Vegan Shadow Farming Minister: Why I’m sick of Christmas

Corbyn’s vegan shadow farming minister: Spokesman says she dreads festive season as it means ‘getting up close and personal with bits of dead animals’

Her friends, who are ‘normally nice and interesting and funny’, suddenly start sharing pictures online of ‘stuffing turkeys, smothering potatoes in beef fat and boiling ham in Coke’, she wrote.

Miss McCarthy, who as shadow environment secretary is supposed to represent the food and farming industries, wrote the blog after spending a previous Christmas Day ‘as usual with a bunch of meat-eaters’.

She described the ordeal of ‘fussing over them to make sure they’re not using the same serving utensils for the vegetables and the meat, and that the vegetarian gravy hasn’t got muddled up with the ordinary gravy, and trying to help with the serving up and clearing away without having to get too up close and personal with bits of dead animals’.

‘To be honest I got rather sick of it’, she wrote in 2010, five years after becoming MP for Bristol East in a blog entitled ‘A Vegan at Christmas’.

‘And for the first time I felt, I don’t really want to do this again.

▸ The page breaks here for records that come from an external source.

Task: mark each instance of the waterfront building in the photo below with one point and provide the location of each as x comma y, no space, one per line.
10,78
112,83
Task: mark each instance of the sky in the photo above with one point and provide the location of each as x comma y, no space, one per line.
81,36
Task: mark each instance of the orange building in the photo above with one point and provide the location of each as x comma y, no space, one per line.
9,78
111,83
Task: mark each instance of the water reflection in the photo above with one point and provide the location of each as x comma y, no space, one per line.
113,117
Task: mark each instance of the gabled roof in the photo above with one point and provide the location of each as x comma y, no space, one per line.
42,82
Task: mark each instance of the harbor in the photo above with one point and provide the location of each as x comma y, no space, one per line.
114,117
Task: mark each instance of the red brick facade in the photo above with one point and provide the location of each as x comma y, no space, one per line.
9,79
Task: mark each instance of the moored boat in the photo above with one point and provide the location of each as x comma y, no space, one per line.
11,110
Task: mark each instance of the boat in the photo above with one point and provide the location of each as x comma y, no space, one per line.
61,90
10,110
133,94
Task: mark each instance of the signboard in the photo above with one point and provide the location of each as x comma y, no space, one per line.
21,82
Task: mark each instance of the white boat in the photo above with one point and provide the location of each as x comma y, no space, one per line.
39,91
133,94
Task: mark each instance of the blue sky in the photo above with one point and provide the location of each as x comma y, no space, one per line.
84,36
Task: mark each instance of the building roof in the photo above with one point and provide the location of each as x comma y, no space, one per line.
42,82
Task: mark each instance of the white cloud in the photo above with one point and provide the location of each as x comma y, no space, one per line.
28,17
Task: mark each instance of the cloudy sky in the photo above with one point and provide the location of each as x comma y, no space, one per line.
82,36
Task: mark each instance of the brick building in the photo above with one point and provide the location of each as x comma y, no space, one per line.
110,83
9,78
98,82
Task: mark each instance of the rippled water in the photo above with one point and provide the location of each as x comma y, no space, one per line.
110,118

Yes, Christmas should be about spending time with family, but perhaps next year I’ll just turn up in time to see them vegging out in front of Dr Who and EastEnders’.

Some commenters on the blog reassured her it was fine to bring her own drinks and snacks.

Miss McCarthy insists she does not mind having dinner with a meat-eater, and pays no attention to what is on other people’s plates, but said she had not lived with a meat-eater since the 1980s.

Her seasonal favourites include a ‘traditional Christmas curry’. The following year, just after Christmas 2011, she tweeted: ‘No mince pies for me – I hate them!’

The MP has been a vegan for two decades and was a vegetarian for ten years before that.

Shortly after she was appointed to the shadow cabinet three months ago, she alarmed countryside campaigners and farmers by saying: ‘I really believe that meat should be treated in exactly the same way as tobacco, with public campaigns to stop people eating it.’

In a magazine interview, she said the ‘constant challenging of the environmental impact of livestock farming is making me more and more militant’ - and she slapped down dairy farmers struggling with low milk prices, saying: ‘It’s a supply and demand thing.’

Back in 2009, she questioned the US tradition of the Pardoning of the Thanksgiving Turkey, tweeting: ‘If it’s good to pardon one turkey, surely that’s an admission it’s mean to kill the rest?’